# Khorne's laughter, (or: Treachery for your reward)



## Unforgiven302 (Oct 20, 2008)

This is a first for me, writing a story that is. I just got an image stuck in my head and felt like writing it down for some reason. Well, I thought I would share it with everyone and see what you all think. 

Just remember that this is my first time, so go easy on my emotions. :biggrin:

Hope you enjoy. I present:

*KHORNE'S LAUGHTER* 
(Treachery for your reward)​ 

“KILL, KILL, KILL, BLOOD FOR THE BLOOD GOD!!!” was the order exuberantly voiced over the comm’s channels. That was the signal. It was time, the waiting was over. The loyalist dogs were now within his crushing grip. This was what he lived for, this singular moment. The very essence of time itself felt like it slowed to a crawl, now, nothing else mattered. The rush this gave him he could feel up his spine and over the skin and was most pleasing to Lodis. From behind the rockcrete rubble wall were they were positioned, hidden until called upon, the squad emurged. Lodis at the front with his own men in tow. Eight servants of Khorne, vile in form, ruthless in action, and fully loyal to the Dark God of blood advanced swiftly through the city street. “For Khorne! For death! For Blood! Attack! Attack! Attack!,” screamed Lodis. “Give no quarter, and leave none alive!,“ he bellowed. As they broke into the open the green armor of the enemy was within sight. The Salamanders, entrenched behind the ruins, “what a cowardly foe” he thought. Hiding behind big guns and defensive tactic’s was not the true way of dealing death. Up close and personal was the only honorable way of waging war. To actually feel the bone and flesh tear away from the body by chain sword and bare hand was the only way. “Let us show them the true form of war, the real power of man let them taste death!“ Lodis barked to his men.

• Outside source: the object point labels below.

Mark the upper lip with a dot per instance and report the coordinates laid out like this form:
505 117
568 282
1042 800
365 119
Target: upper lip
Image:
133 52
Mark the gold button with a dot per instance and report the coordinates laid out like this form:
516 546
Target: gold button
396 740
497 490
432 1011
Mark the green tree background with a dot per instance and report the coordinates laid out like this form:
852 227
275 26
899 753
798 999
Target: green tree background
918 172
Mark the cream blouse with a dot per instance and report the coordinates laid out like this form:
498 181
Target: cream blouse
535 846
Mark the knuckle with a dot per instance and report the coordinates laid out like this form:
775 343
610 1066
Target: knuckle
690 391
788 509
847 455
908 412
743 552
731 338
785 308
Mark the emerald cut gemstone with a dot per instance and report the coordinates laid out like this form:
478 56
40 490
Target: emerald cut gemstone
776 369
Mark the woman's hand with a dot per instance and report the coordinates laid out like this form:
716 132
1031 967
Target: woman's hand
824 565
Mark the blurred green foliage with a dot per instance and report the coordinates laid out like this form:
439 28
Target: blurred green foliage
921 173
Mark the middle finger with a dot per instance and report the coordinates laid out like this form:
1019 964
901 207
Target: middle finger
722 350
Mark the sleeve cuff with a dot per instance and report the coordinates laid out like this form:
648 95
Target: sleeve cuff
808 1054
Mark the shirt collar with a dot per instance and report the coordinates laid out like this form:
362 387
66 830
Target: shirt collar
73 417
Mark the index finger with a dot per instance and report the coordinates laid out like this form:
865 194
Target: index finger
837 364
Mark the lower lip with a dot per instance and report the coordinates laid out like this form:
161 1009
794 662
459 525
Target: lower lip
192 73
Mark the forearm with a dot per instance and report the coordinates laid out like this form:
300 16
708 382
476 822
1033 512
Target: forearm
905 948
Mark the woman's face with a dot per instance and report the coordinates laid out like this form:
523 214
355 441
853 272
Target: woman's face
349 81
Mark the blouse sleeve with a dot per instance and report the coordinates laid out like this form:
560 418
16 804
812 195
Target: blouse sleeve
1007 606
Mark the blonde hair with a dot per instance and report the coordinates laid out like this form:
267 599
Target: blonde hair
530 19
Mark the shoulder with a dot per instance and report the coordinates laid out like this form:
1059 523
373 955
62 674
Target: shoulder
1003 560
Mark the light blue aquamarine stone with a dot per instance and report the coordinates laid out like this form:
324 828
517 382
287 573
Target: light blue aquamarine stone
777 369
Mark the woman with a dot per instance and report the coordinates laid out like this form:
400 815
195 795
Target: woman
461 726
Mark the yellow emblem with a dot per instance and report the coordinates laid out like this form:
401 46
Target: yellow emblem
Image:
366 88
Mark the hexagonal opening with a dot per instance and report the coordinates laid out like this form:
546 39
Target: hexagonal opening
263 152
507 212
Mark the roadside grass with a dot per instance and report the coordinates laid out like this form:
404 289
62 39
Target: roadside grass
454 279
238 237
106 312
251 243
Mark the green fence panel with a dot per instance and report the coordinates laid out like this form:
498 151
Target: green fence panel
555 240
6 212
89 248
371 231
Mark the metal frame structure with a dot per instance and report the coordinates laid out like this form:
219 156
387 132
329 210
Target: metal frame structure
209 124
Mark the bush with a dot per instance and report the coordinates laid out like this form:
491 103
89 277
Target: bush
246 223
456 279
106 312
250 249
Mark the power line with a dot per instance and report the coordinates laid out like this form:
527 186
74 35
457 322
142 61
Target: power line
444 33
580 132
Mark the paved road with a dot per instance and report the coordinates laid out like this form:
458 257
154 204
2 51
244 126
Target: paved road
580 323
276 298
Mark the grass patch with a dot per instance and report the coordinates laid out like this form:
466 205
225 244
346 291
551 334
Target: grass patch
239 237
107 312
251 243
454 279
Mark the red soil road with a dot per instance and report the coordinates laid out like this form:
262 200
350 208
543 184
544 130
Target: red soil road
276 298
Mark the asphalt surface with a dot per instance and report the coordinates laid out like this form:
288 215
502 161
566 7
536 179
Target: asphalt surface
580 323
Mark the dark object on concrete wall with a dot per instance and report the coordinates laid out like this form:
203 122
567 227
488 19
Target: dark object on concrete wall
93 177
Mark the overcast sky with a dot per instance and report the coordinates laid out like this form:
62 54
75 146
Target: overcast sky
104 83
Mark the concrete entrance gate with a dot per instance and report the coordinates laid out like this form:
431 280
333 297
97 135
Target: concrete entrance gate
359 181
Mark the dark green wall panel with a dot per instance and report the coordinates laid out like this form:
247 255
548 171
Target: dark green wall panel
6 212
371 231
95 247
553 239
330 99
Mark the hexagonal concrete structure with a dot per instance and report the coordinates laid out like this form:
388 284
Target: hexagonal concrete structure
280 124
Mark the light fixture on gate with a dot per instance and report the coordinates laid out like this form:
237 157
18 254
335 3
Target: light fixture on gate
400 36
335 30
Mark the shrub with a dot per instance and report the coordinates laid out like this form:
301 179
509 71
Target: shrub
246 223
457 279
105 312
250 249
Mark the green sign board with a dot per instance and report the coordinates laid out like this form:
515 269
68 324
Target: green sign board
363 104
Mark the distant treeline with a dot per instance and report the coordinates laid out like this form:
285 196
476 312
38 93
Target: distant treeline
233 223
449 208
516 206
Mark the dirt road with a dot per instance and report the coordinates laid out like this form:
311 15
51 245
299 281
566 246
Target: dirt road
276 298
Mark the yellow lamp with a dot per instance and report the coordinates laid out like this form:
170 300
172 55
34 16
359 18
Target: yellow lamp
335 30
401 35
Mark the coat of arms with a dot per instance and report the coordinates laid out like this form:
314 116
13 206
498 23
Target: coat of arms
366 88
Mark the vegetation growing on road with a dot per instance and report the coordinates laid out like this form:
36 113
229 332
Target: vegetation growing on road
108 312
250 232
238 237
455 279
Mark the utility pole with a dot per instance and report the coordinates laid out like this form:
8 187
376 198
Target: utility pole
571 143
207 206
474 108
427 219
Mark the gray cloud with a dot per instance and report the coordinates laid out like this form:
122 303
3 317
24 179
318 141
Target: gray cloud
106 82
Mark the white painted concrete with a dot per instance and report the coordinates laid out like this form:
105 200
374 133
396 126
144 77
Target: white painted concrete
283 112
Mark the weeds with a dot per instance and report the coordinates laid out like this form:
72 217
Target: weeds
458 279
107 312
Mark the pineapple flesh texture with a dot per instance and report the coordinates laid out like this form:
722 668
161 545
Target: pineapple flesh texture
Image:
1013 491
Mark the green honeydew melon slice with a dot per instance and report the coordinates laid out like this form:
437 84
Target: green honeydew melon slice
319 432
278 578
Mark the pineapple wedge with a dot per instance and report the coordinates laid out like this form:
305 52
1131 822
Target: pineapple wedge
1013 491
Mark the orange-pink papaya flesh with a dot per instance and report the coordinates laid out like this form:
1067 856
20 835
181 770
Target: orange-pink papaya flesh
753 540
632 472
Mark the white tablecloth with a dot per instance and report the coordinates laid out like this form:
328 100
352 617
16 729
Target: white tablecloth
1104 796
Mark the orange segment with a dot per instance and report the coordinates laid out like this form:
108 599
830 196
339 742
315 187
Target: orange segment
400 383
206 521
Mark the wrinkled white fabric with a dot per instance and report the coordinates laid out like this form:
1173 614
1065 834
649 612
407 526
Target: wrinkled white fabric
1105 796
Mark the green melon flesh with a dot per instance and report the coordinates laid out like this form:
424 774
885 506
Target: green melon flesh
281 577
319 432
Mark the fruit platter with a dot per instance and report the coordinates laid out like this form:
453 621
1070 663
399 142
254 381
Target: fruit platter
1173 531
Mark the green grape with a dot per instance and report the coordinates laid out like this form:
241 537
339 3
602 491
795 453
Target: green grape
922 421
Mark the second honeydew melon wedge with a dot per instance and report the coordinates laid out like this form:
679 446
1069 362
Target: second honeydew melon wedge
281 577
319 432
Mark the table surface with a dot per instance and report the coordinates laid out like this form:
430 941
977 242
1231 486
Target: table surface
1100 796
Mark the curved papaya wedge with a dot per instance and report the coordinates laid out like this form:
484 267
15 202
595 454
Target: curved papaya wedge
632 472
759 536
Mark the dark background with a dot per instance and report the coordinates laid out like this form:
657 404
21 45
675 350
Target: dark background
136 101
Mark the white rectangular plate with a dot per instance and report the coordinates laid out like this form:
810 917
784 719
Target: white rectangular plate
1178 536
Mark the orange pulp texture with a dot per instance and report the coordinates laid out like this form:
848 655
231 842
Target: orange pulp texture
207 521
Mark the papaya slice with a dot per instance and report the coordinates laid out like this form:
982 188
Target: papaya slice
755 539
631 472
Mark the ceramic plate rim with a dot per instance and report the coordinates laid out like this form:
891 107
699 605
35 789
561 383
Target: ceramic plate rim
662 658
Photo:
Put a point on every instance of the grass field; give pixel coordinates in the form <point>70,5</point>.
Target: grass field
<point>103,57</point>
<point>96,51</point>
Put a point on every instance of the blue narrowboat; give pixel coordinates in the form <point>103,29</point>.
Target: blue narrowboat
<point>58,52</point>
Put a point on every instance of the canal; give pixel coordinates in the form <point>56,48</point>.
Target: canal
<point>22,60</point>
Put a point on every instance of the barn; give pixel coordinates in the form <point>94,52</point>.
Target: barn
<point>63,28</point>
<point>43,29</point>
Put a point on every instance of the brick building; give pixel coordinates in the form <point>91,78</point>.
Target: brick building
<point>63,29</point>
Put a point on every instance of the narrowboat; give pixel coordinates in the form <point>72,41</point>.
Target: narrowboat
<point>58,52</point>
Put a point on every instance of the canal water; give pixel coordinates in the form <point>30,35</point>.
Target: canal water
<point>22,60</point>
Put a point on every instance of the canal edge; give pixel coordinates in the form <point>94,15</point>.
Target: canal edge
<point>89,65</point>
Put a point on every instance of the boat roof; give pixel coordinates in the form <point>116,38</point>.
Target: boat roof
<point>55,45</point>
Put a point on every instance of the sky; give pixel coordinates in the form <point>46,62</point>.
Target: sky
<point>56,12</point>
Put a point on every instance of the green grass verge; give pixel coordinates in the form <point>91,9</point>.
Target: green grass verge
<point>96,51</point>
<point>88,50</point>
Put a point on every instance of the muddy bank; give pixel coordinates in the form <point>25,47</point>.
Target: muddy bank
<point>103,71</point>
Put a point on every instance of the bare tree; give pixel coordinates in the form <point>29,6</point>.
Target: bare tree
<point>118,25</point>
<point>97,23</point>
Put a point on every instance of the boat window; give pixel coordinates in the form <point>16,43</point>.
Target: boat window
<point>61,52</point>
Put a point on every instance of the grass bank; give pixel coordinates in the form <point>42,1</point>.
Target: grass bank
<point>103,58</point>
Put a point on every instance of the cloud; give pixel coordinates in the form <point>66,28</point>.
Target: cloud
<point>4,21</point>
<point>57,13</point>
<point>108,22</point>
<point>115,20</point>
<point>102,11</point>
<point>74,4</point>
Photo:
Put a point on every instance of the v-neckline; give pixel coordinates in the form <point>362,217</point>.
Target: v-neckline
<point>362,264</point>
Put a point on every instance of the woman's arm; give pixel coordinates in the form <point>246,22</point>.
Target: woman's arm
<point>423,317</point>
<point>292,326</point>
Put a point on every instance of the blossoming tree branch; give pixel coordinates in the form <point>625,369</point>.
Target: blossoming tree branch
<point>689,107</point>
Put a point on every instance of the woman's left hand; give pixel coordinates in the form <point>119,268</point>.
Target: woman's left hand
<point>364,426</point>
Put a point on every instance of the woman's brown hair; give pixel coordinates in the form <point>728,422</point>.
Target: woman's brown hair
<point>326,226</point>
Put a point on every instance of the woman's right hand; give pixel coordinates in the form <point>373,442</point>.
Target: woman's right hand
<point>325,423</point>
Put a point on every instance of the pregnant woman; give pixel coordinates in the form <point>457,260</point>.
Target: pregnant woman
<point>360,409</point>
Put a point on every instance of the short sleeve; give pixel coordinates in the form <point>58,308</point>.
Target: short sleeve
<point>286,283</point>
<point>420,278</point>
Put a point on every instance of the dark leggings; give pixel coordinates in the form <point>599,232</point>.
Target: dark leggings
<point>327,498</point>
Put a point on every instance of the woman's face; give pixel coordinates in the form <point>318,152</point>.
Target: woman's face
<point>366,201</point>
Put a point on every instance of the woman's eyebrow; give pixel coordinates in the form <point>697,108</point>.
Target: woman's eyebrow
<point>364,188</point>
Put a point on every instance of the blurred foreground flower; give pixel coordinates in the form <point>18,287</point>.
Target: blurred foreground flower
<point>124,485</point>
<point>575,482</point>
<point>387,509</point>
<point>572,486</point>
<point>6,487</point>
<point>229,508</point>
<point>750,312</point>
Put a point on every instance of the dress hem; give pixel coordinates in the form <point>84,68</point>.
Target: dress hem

Shrill blood curling screams were let out in reply by his squad.

Fear was in the air, it was heavy and it tasted good. But soon the air would be filled with a better, even sweeter nectar, blood. The blood of the Salamanders, the blood of his own. He could taste it already and it did not matter who’s blood filled the air, as long as it was there it was good as Khorne cared little for who’s blood was spilled or who’s skull was taken. Just as long as the blood flowed and the skulls piled up was enough to please him. As all this filled Lodis' head, he closed with the enemy, shortening the gap between them and certain victory. Now the fire from the Salamanders was directed towards them. Bolter rounds whizzed past, smacking into the ground all around, exploding and sending shrapnel of rock and metal throughout the ranks. Grenades were thrown, but not effective enough to stop the full on rampage of the berzerkers. "Rockets!" one of Lodis' men yelled. Rockets roared from the windows above, white tails streaking down the narrow street and crashing headlong into Lodis‘ squad. The man next to him erupted into a haze of smoke, fire and effluence. Nothing remained of him, he was now Khorne’s newest addition. Closer still, almost within reach, the fervor of bloodlust grew within Lodis, screams and blood curdling cries were being emitted by him and his remaining men. “BLOOD FOR THE BLOOD GOD!!!” erupted from his vox grilles. Now the squad was in a frenzy, unstoppable in it’s warpath. The Salamanders launched another volley of bolter fire intermixed with even more rockets directly into the line of Berzerkers. Lodis felt the punch or bolter rounds hitting the thick shoulder and breast plates of his power armor, it spun him off balance but did not penetrate. One round even smacked dead center of his cod piece, causing a sharp pain to his groin. Shrugging of the discomfort and regaining his balance, Lodis crashed headfirst into the line of Salamanders. The chain sword felt alive in his hand, the torque from the motors and spinning blades as he revved it with the squeeze of his fingers was tangible. In the other hand the bolt pistol was aching to be fired, begging to bring death to the followers of the false emperor. This was what he lived for.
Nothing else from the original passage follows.